NVIDIA NVML plugin

The nvml plugin allows to monitor NVIDIA GPUs.

Requirements

Linux
NVIDIA GPU(s)
NVIDIA drivers installed. You probably want to use the packages provided by your Linux distribution.

Metrics

Here are the metrics collected by the plugin's source(s). One source will be created per GPU device.

Name	Type	Unit	Description	Resource	ResourceConsumer
`nvml_energy_consumption`	Counter Diff	milliJoule	Average between 2 measurement points based on the consumed energy since the last boot	GPU	LocalMachine
`nvml_instant_power`	Gauge	milliWatt	Instant power consumption	GPU	LocalMachine
`nvml_temperature_gpu`	Gauge	Celsius	Main temperature emitted by a given device	GPU	LocalMachine
`nvml_gpu_utilization`	Gauge	Percentage (0-100)	GPU rate utilization	GPU	LocalMachine
`nvml_encoder_sampling_period`	Gauge	Microsecond	Current utilization and sampling size for the encoder	GPU	LocalMachine
`nvml_decoder_sampling_period`	Gauge	Microsecond	Current utilization and sampling size for the decoder	GPU	LocalMachine
`nvml_n_compute_processes`	Gauge	None	Relevant currently running computing processes data	GPU	LocalMachine
`nvml_n_graphic_processes`	Gauge	None	Relevant currently running graphical processes data	GPU	LocalMachine
`nvml_memory_utilization`	Gauge	Percentage	GPU memory utilization by a process	Process	LocalMachine
`nvml_encoder_utilization`	Gauge	Percentage	GPU video encoder utilization by a process	Process	LocalMachine
`nvml_decoder_utilization`	Gauge	Percentage	GPU video decoder utilization by a process	Process	LocalMachine
`nvml_sm_utilization`	Gauge	Percentage	Utilization of the GPU streaming multiprocessors by a process (3D task and rendering, etc...)	Process	LocalMachine

Some metrics can be disabled, see the mode configuration option.

Configuration

Here is an example of how to configure this plugin.
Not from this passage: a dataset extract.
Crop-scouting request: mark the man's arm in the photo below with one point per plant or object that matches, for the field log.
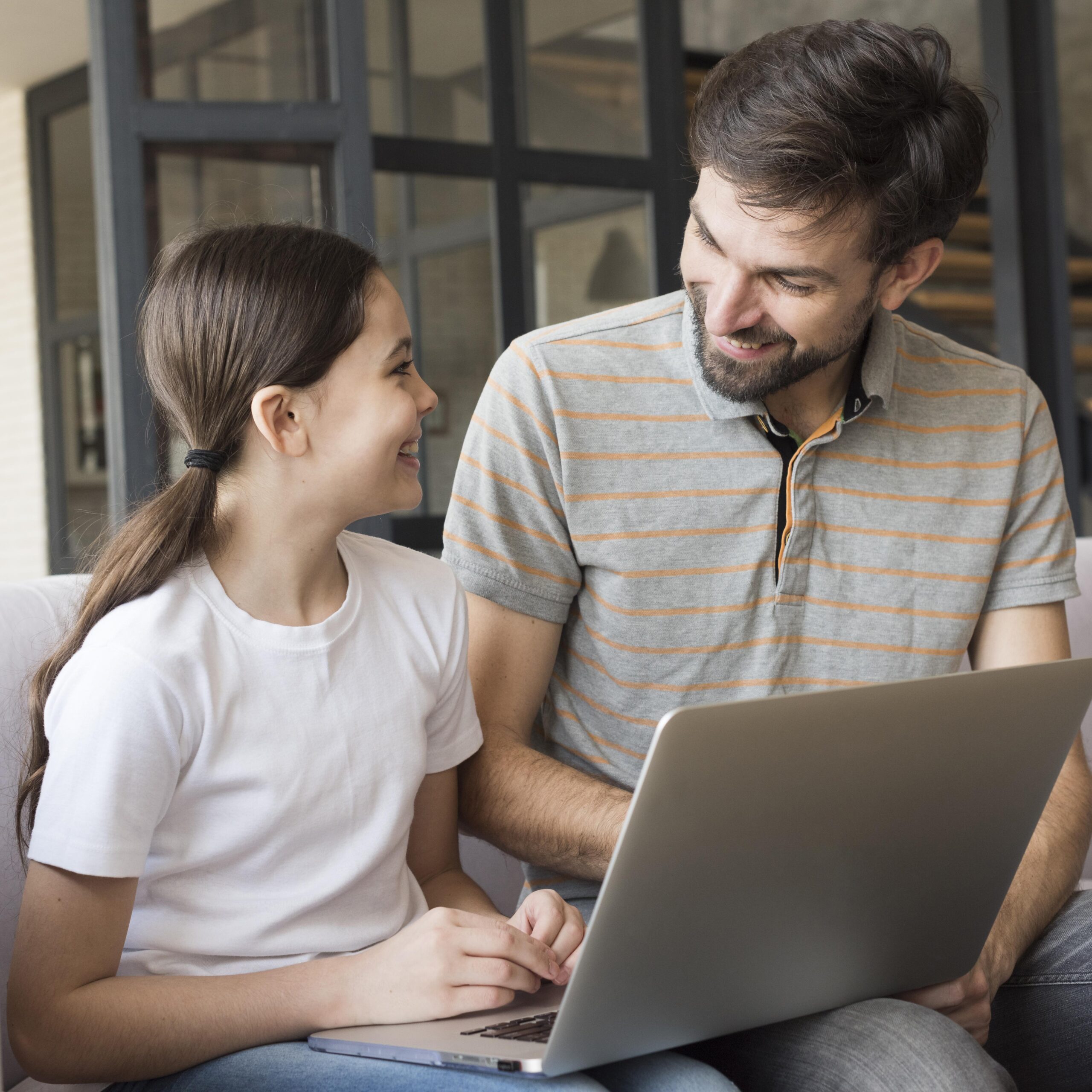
(1053, 861)
(530, 805)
Put the following in the configuration file of the Alumet agent (usually alumet-config.toml).

[plugins.nvml]
# Initial interval between two Nvidia measurements.
poll_interval = "1s"

# Initial interval between two flushing of Nvidia measurements.
flush_interval = "5s"

# On startup, the plugin inspects the GPU devices and detect their features.
# If `skip_failed_devices = true` (or is omitted), inspection failures will be logged and the plugin will continue.
# If `skip_failed_devices = true`, the first failure will make the plugin's startup fail.
skip_failed_devices = true

# See below
mode = "full"

Choosing the Right Mode

The NVML plugin offers two modes: full and minimal.

In full mode, all the metrics listed in the table above are provided (if they are available on the GPU).

If you want to make the GPU measurement faster, you can use the minimal mode.

In minimal mode, only nvml_energy_consumption and nvml_instant_power are provided. The only measured value is nvml_instant_power. It is used to estimate nvml_energy_consumption. The minimal mode only works on GPU that support the nvmlDeviceGetPowerUsage device query (the plugin detects if this is the case on startup).

More information

Not all software use the GPU to its full extent. For instance, to obtain non-zero values for the video encoding/decoding metrics, use a video software like ffmpeg.